Essa escolha concentra a crítica internacional: detenções prolongadas, limitações de acesso a provas, audiências com restrições e acusações de violações de direitos humanos, incluindo denúncias de tortura citadas como parte do debate sobre fechamento do Campo Delta.
Camp Justice: tribunal improvisado, baixa efetividade e condenações anuladas
Para viabilizar julgamentos, o material-base aponta a criação do Camp Justice, inicialmente desenhado como tribunal permanente de cerca de US$ 100 milhões.

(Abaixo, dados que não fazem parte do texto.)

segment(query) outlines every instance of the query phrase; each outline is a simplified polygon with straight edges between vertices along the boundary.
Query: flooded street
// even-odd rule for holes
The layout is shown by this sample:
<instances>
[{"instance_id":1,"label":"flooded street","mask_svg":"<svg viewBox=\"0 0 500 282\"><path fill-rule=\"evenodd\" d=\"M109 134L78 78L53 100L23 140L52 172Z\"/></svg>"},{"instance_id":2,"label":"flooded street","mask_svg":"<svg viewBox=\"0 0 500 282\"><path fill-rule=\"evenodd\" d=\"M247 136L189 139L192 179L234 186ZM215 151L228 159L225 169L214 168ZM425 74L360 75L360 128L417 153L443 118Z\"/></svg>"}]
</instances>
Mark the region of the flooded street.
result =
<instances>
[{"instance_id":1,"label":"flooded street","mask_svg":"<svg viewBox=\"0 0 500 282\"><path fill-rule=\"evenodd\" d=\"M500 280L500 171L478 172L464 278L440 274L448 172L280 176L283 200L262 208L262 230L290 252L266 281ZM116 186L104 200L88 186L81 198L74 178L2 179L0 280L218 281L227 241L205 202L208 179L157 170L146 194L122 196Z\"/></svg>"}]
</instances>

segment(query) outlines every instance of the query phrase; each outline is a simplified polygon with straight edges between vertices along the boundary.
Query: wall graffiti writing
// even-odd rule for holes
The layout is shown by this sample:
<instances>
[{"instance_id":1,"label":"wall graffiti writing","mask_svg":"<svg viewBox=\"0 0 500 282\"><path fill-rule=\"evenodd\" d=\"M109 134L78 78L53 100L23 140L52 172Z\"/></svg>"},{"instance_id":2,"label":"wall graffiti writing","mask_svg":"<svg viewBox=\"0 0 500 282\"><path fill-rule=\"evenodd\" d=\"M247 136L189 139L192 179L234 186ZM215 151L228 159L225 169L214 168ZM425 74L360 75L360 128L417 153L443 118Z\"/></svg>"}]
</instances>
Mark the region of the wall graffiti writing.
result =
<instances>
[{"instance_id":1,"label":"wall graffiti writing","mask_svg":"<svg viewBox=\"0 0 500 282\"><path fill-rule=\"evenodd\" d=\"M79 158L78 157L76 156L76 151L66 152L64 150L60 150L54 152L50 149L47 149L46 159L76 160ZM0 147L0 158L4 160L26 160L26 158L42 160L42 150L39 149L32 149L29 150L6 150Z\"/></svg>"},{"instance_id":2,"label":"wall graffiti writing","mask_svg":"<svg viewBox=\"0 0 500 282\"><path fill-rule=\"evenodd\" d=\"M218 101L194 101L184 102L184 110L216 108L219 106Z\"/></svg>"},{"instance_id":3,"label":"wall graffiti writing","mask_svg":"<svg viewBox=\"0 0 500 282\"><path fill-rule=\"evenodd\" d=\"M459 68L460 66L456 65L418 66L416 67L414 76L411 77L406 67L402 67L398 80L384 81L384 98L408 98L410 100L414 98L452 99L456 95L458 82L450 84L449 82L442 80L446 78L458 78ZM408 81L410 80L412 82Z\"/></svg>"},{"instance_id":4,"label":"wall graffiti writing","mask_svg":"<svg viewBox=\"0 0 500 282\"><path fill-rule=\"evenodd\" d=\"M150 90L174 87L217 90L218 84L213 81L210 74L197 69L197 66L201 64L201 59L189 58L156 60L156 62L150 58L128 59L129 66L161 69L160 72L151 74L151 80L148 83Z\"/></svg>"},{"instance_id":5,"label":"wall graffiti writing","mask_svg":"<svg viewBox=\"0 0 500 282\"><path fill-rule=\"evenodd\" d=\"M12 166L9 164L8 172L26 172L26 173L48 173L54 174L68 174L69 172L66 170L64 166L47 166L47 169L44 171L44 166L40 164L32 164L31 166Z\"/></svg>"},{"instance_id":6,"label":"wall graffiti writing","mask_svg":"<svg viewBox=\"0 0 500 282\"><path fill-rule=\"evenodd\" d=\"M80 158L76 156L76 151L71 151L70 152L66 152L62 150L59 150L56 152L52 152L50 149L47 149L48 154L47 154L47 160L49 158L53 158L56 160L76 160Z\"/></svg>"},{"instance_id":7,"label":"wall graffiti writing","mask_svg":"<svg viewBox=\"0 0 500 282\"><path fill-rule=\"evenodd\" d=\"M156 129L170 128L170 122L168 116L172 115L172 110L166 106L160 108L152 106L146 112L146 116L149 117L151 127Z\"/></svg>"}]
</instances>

O Congresso, descrito como contrário a esse nível de gasto, reduz o orçamento para US$ 10 milhões, e o projeto migra para tendas portáteis no antigo aeródromo, lembrando visualmente as estruturas usadas na crise de refugiados.
O resultado prático descrito é de baixa produção judicial. Até 2025, o material-base afirma que apenas oito homens foram condenados desde a criação do Camp Justice e que metade dessas condenações foi anulada.
Esse dado alimenta a crítica central: o aparato existe, mas não resolve o dilema de manter detidos sem encerrar casos de forma robusta.
O custo por preso e por que Guantánamo virou caso extremo
O material-base fornece uma comparação objetiva de custo anual. Em prisões federais de segurança máxima nos EUA, o custo anual por preso é citado como US$ 78.000.
Com base em números oficiais de 2015 para o custo de funcionamento da prisão em Guantánamo e na população atual mencionada no material, chega-se a um custo por prisioneiro de aproximadamente US$ 29 milhões por ano.
No mesmo recorte, o material-base registra que, na data da gravação, restariam 15 homens detidos.
A combinação de Guerra ao Terror, custo extraordinário, baixa efetividade judicial e debate de direitos humanos sustenta por que a base dos EUA se mantém como símbolo, e não apenas instalação militar.
Você considera que a base dos EUA em Guantánamo deveria ser encerrada por custo e direitos humanos, ou mantida por valor estratégico e controle de imigração?